No Brasil o movimento feminista surge com força somente no final dos anos 70, percebe-se ai uma defasagem de mais ou menos dez anos do surgimento na Europa e nos Estados Unidos, o que se dá devido aos discursos dominantes no País durante esse período, o da Ditadura Militar e o de oposição a ele, ou seja até mesmo a esquerda não incorpora as mulheres na sua luta. Mas como esse é um período de intensa efervescência política e cultural as mulheres assumem-se como militantes nas organizações de esquerda.

A decisão de assumir a militância política em tais organizações, expressa a vontade radical das mulheres em se tornarem protagonistas ativas da historia [...]. As mulheres militantes buscavam a construção de uma sociedade mais justa. (1994 p. 55).

As mulheres militantes geralmente possuíam uma convicção e um desprendimento característico da militância revolucionária. A ponto de algumas militantes não mais permaneceram no movimento estudantil – local de onde a maioria delas saiu para trabalhar em fábricas e sentir de perto o cotidiano de uma operária.
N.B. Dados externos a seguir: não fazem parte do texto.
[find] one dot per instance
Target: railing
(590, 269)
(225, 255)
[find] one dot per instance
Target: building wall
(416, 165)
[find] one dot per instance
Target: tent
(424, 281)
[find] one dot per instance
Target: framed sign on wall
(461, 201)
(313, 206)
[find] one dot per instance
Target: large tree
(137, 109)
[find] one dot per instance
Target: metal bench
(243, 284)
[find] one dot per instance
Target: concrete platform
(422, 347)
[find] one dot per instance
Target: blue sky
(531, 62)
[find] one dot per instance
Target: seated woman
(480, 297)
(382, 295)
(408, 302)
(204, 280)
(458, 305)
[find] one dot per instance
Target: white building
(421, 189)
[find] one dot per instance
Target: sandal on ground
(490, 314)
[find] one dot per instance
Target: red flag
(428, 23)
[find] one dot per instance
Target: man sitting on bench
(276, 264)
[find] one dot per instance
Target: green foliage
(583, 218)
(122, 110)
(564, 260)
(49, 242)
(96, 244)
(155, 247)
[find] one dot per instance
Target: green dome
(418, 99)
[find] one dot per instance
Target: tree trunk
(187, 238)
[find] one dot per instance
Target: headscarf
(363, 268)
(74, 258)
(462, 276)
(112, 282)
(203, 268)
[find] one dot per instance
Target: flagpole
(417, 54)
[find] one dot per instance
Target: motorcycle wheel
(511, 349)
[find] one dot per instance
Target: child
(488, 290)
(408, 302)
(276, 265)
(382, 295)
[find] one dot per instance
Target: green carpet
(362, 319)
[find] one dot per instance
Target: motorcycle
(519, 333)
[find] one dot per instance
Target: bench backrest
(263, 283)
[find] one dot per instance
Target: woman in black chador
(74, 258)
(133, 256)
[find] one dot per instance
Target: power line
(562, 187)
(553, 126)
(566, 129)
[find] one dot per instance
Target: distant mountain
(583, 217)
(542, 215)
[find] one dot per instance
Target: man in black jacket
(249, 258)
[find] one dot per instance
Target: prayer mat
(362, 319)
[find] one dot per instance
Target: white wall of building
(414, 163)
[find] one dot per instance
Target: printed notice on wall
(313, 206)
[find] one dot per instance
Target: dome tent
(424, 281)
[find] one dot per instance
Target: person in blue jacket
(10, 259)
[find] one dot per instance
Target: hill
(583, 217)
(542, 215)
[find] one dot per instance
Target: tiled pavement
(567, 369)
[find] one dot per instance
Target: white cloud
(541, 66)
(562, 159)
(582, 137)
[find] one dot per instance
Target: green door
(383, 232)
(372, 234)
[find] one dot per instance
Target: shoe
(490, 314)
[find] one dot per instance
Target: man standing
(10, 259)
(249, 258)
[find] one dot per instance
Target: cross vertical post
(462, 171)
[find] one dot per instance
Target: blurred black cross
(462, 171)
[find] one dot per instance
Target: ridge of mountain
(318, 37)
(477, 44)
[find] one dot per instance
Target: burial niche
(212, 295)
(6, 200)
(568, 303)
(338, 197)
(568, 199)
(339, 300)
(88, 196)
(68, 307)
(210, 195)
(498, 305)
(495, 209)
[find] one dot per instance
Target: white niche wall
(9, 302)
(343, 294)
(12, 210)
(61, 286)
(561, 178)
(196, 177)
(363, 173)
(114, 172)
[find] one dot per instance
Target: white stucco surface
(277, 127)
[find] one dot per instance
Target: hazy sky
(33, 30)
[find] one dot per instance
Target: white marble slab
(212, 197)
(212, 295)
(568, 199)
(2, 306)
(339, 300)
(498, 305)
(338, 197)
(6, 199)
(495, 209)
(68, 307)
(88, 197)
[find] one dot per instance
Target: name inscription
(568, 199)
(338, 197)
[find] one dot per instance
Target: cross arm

Essas eram estratégias desenvolvidas pelas organizações políticas para realizar um trabalho junto à classe trabalhadora.

Pode-se afirmar que a opção pela militância política representou uma mudança radical no modo de vida das mulheres, mas elas precisavam de um grande aperfeiçoamento teórico e o desenvolvimento de ações práticas exigiam disciplina e paixão.

A maior concentração de grupos feministas esteve às cidades de Rio de Janeiro e São Paulo, que começam a surgir em 1972, reunia-se em sua maioria mulheres que já se conheciam anteriormente e devido à repressão da ditadura possuíam um caráter extremamente privado. Alguns autores apontam que as mulheres sentiam necessidade em se organizar devido ao enorme vazio político existente no governo Médici, principalmente depois da proclamação do AI -5.

Em meio a esse vazio político, quando a esquerda sofre diversas derrotas militantes são presos e exilados, as mulheres sentiam a necessidade de se expressar de questionar sua posição na sociedade, discutir sobre seu corpo e seu prazer.

Mas essa expressão não é vista com bons olhos nem pela ditadura, nem pelos componentes dos partidos de esquerda, que as acusam de estarem se distanciando da luta de classes, da luta coletiva em nome de uma militância individual, egoísta.

Fato é que a militância feminina sempre teve que enfrentar diversos obstáculos, pois para a mulher assumir-se como um sujeito político já era um problema, imagine em tempos de perseguição e censura.

Encontram-se diversos relatos de mulheres que foram violentadas não só no âmbito político, mas também foram atacadas em seu gênero. No período da ditadura militar, as mulheres foram perseguidas exiladas, torturadas e violentadas sexualmente. Era bastante comum as mulheres serem intituladas pelos repressores de “putinha comunista”.

E hoje? Pelo que lutamos? Hoje em dia a agenda pode ter mudado mas, a luta pela nossa emancipação segue, diariamente lutamos pelos mesmos espaços que os homens frequentam, lutamos por melhores salários, lutamos para tocar nosso lar e nossas maternidades sozinhas na maioria dos casos, lutamos pelo direito de usarmos o que quisermos sem sermos molestadas por isso. Se nós fazemos e lutamos por tudo isso hoje, é graças aquelas guerreiras brasileiras da década de 1960.

Portanto essa data é importante para lembrar os diversos sujeitos que foram torturados, perseguidos e mortos pelos militares. A intolerância, truculência e falta de diálogo marcaram duramente o País que até hoje sentimos os seus resquícios em nossa sociedade. De certa forma o fantasma de outra ditadura sempre pairará em nosso cenário político. É um fantasma difícil de exorcizar. Mas que bom que os tempos hoje são outros e as mulheres de outrora nos deixaram importantes e valiosas lições. A maior delas é a de nunca, em hipótese nenhuma calar-se diante das injustiças do cotidiano. É uma pena que tantas e tantos pagaram com suas vidas, mas cabe a nossa geração nunca deixar este assunto cair no esquecimento, para que dessa maneira possamos ser respeitosos com os que foram e justos com os que ficaram.

Referência
COLLING, Ana Maria. Choram Marias e Clarices: uma questão de gênero no regime militar brasileiro. Porto Alegre 1994. 168 p. Dissertação (Mestrado em Historia) - Instituto de Filosofia e Ciências Humanas - Universidade Federal do Rio Grande do Sul. Porto Alegre.